Magnolia Manufacturing makes wing components for large aircraft. Kevin Choi is the production manager, responsible for...

Magnolia Manufacturing makes wing components for large aircraft. Kevin Choi is the production manager, responsible for manufacturing, and Michelle Michaels is the marketing manager. Both managers are paid a flat salary and are eligible for a bonus. The bonus is equal to 1 percent of their base salary for every 10 percent profit that exceeds a target. The maximum bonus is 5 percent of salary. Kevin’s base salary is $370,000 and Michelle’s is $430,000.
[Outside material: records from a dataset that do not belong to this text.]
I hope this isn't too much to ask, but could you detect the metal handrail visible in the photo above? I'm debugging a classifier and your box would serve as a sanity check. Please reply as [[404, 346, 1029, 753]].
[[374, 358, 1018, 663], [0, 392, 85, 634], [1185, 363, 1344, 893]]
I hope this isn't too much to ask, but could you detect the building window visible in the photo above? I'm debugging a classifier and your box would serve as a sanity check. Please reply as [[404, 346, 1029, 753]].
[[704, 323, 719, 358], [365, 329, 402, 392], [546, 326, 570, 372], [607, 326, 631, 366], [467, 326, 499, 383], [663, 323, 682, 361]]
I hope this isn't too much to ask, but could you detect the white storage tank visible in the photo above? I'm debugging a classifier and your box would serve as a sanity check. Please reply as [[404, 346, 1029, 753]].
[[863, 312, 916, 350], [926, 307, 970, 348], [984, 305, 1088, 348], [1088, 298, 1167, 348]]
The target profit for this year is $9 million. Kevin has read about a new manufacturing technique that would increase annual profit by 20 percent. He is unsure whether to employ the new technique this year, wait, or not employ it at all. Using the new technique will not affect the target profit.

Required:
(a)

Suppose that profit without using the technique this year will be $9 million. By how much will Kevin’s bonus change if he decides to employ the new technique? By how much will Michelle’s bonus change if Kevin decides to employ the new technique?

(b)

Suppose that profit without using the technique this year will be $11.5 million. By how much will Kevin’s bonus change if he decides to employ the new technique? By how much will Michelle’s bonus change if Kevin decides to employ the new technique?

(c) Suppose that profit without using the technique this year will be $7.5 million.
(1) Will Kevin's bonus change if he decides to employ the new technique?
Yes
No
(2) Will Michelle's bonus change if Kevin decides to employ the new technique?
Yes
No
(d)

Is it ethical for Kevin to consider the impact of the new technique on his bonus when deciding whether or not to use it?